The code is available on Github.

Part 1

The satellite data

We’ll be using NDVI imagery. NDVI is basically an index that uses visible and near-infrared values to compute a vegetation index:

“The normalized difference vegetation index (NDVI) is a simple graphical indicator that can be used to analyze remote sensing measurements, typically, but not necessarily, from a space platform, and assess whether the target being observed contains live green vegetation or not.” Wikipedia

You can get fairly current (delayed by a week or so) Proba-V NDVI data for free at 1km resolution (one pixel represents a 1km x 1km square on the earth’s surface). Proba-V is a European Space Agency (ESA) satellite, Thank you ESA for making this data freely available!
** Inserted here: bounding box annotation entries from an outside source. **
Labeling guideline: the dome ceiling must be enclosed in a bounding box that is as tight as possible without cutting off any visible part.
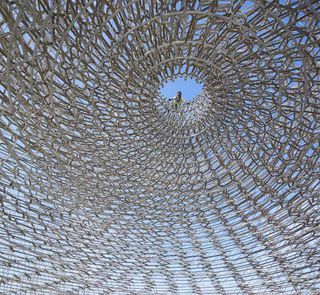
[0,0,320,295]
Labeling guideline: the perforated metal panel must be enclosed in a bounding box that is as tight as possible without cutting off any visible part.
[0,0,320,295]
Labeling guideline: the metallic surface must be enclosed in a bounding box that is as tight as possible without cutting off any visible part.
[0,0,320,295]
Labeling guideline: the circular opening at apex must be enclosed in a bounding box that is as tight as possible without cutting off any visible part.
[160,77,203,101]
All you need to know for now is that the higher the NDVI index, the more photosynthesis, the more vegetation is being observed. More vegetation = more plants = more carbon sequestration.

The geographic area

I’m going to use the Kruger National Park as an example area, as it’s my country’s (🇿🇦) largest national park.

The boundary of the area is defined in GeoJSON, so you can adapt the code to any boundary of your choosing (if you have the GeoJSON and download the appropriate imagery data).

You can use geojson.io to easily visualise GeoJSON files, and here is our boundary:

KNP Boundary

Part 2

The code required has been published in a git repo. What you need before starting is

  1. A valid NodeJS environment https://nodejs.org/en/
  2. A valid Mapbox token https://www.mapbox.com

Clone the repo

Clone the repo and install all dependencies:

$ git clone https://github.com/bjnortier/deforestation-tracker.git
$ cd deforestation-tracker
$ npm i

Create a .env file which contains the Mapbox token, e.g. mine looks like this:

$ cat .env
export MAPBOX_TOKEN=pk.ey...

Get the Proba-V HDF5 files

The “Terms of Use” prohibits me from posting the data files to a network so you’ll unfortunately have to download them yourself.

Navigate to http://proba-v.vgt.vito.be/en/product-types, choose 1 KM (free data), then click on “S10-TOC-NDVI - Global 10-daily composites, Top-Of-Canopy, Normalized Difference Vegetation Index band”, or you can use this link.

A free signup or required to download the HDF5 files, so register first (top right-hand corner).

We’ll be looking at the Kruger National Park (KNP), so choose the following Region Of Interest (ROI). This defines which tiles will be part of the download:

Longitude: from 30 to 39. Latitude: from -15 to -24.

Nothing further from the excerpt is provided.